The adolescents in our sample resided in villages contiguous to trading centers near the
villages included in the main MDICP. Trading centers in rural Malawi consist of small
centralized market areas and are typically situated along major roadways. The villages adjacent
to trading centers are more densely populated than remote rural villages and were chosen because
of the greater likelihood of finding adolescents, who are typically more mobile than the adult
population. Nonetheless, despite our efforts, the response rate was not high. Of the 707
adolescents in our household listing, 501 were interviewed successfully, a response rate of 71
percent. We have no way of knowing whether those who were interviewed differed markedly
from those who were not, because household information was not included systematically in the
listing form. The MDICP household form was used only for determining eligibility. As for the
characteristics of the households in our sampled communities, few had access to electricity or
piped water, and homes were typically made of sun-dried brick covered with mud and thatched
roofs. The primary economic activity in these communities is subsistence agriculture.

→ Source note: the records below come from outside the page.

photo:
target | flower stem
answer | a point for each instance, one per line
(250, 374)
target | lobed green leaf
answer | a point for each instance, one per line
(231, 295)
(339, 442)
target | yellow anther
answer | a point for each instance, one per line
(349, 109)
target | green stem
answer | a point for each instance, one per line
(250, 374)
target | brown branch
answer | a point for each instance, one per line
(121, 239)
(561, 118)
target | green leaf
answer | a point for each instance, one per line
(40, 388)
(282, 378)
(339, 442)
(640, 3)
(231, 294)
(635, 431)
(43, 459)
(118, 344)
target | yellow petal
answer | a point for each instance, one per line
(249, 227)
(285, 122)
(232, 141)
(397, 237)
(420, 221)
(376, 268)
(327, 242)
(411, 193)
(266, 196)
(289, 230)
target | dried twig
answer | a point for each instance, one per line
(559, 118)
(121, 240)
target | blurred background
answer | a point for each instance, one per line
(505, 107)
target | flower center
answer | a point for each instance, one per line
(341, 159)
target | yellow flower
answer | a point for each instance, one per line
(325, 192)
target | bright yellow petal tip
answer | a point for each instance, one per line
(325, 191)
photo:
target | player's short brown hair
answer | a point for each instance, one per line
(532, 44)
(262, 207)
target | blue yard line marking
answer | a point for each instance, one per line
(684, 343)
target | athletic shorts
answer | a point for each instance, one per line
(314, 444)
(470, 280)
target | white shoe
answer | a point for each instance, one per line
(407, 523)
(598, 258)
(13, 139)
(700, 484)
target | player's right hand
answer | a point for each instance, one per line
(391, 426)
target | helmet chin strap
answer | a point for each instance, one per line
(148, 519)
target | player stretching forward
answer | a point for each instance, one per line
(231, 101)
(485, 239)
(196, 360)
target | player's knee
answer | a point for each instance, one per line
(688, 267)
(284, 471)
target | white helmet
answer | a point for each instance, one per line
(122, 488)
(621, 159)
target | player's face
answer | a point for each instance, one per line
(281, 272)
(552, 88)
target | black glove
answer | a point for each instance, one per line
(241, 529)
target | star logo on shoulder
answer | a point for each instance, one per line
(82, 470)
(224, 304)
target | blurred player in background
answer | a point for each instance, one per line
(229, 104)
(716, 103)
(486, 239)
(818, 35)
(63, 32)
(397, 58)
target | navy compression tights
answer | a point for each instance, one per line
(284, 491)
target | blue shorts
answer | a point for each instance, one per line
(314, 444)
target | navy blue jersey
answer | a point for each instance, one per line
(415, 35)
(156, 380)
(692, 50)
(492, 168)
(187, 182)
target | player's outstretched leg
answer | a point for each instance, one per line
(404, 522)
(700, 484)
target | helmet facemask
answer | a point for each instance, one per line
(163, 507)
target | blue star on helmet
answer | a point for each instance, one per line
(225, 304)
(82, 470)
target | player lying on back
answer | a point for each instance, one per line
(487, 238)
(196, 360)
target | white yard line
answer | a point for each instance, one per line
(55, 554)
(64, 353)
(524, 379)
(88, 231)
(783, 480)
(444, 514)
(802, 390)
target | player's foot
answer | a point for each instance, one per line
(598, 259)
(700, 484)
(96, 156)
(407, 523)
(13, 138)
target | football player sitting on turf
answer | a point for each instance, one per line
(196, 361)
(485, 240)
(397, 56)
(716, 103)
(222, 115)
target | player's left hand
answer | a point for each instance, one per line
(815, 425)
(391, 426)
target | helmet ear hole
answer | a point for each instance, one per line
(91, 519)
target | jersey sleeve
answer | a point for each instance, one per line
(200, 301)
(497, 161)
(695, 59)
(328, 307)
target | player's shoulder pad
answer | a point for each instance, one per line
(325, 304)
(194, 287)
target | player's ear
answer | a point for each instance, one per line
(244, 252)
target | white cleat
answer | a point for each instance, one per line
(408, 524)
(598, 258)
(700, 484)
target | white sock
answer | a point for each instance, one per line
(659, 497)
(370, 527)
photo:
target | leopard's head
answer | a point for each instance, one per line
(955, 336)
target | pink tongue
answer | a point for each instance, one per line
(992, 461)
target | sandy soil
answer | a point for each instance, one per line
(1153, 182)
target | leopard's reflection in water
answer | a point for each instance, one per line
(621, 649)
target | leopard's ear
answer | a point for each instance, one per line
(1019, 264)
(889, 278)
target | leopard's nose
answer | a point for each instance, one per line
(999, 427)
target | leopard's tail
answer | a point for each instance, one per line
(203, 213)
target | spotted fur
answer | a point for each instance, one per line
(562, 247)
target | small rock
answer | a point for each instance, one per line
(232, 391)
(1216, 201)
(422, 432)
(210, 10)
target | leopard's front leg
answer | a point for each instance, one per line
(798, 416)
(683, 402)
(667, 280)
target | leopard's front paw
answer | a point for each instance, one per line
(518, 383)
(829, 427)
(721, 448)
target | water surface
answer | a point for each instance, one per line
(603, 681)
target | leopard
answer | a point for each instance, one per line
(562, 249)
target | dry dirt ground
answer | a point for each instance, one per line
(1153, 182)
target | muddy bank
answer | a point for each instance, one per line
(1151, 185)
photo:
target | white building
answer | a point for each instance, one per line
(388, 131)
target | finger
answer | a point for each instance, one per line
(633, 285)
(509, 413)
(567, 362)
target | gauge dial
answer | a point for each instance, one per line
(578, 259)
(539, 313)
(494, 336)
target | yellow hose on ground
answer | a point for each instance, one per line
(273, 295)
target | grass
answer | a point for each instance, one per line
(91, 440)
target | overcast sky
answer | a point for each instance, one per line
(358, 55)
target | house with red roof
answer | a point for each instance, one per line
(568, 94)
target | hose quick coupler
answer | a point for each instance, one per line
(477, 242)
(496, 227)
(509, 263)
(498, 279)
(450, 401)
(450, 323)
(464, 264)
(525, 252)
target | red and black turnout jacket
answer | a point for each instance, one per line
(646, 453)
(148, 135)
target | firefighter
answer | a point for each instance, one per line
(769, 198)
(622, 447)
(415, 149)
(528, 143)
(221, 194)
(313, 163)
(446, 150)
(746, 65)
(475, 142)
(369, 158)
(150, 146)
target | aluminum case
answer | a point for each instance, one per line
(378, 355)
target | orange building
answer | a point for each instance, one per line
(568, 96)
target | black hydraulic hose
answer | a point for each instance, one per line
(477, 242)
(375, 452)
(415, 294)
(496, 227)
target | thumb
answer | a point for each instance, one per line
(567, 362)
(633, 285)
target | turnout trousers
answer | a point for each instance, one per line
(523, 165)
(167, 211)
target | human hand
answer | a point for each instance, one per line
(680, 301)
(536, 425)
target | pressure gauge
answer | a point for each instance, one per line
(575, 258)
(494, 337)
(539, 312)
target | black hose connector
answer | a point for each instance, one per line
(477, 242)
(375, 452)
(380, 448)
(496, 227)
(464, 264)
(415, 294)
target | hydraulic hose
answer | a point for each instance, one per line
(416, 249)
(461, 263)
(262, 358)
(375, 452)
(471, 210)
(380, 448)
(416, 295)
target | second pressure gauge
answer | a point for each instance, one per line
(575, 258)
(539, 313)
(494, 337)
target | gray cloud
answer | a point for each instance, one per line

Respondents were randomly assigned to either a complete face-to-face interview or a
FTF/ACASI combination interview. The questionnaire for the experimental substudy was the
same as that used for the adolescent sample in the MDICP survey. The 12 sections of the
questionnaire were divided by topic; the sexual behavior questions were in section 6. For ACASI
respondents, all sections except for the sexual behavior questions and a small set of sensitive
questions from the HIV/AIDS section were administered face to face by an interviewer. To
further minimize the effect of interviewer characteristics, all interviewers were female and
trained in both interview methods; respondents were randomized to an interviewer and to an
After an introduction that reiterated the confidentiality of the interview and the purpose of
collecting sensitive information, the sexual behavior section began with a question on age at first
sex and continued with questions about different types of sex partners (person the respondent was
expected to marry [“expected spouse”], boyfriend, friend or acquaintance, relative, teacher,
employer, or stranger). As in our Kisumu, Kenya study, the follow-up partner questions were
asked regardless of the response to the initial sexual behavior question. If a respondent indicated
that she had had sex with a particular partner, she was asked the age at which she first had sex
with that partner. Additional questions included the total number of lifetime sexual partners, and
whether the respondent had had sex in the past 12 months. If respondents replied that they had
had any sex partners, they were asked a series of questions about their two most recent partners,
including frequency of sex, duration of the relationship, marital status of the partner, educational
level of the partner, and condom use, including ever use, use at last sex, and frequency of use.
After being interviewed, respondents were asked whether they would be willing to be
tested for HIV and STIs. Consent was requested separately for HIV and the STIs, and parental
permission was obtained for those adolescents younger than 18. Testing for STIs typically
occurred within one week of the survey and was conducted by trained nurses. Prior to collection
of the biomarkers, each respondent was interviewed by the nurses and asked again the series of
questions about sexual behavior, including age at first sex, number of sex partners, sex in the past
12 months, relationship to current or most recent sexual partner, condom use at last sex, whether
she had overlapping partners, and whether she had been tested for HIV. These questions enable
us to perform test–retest comparisons of the consistency of responses by interview mode.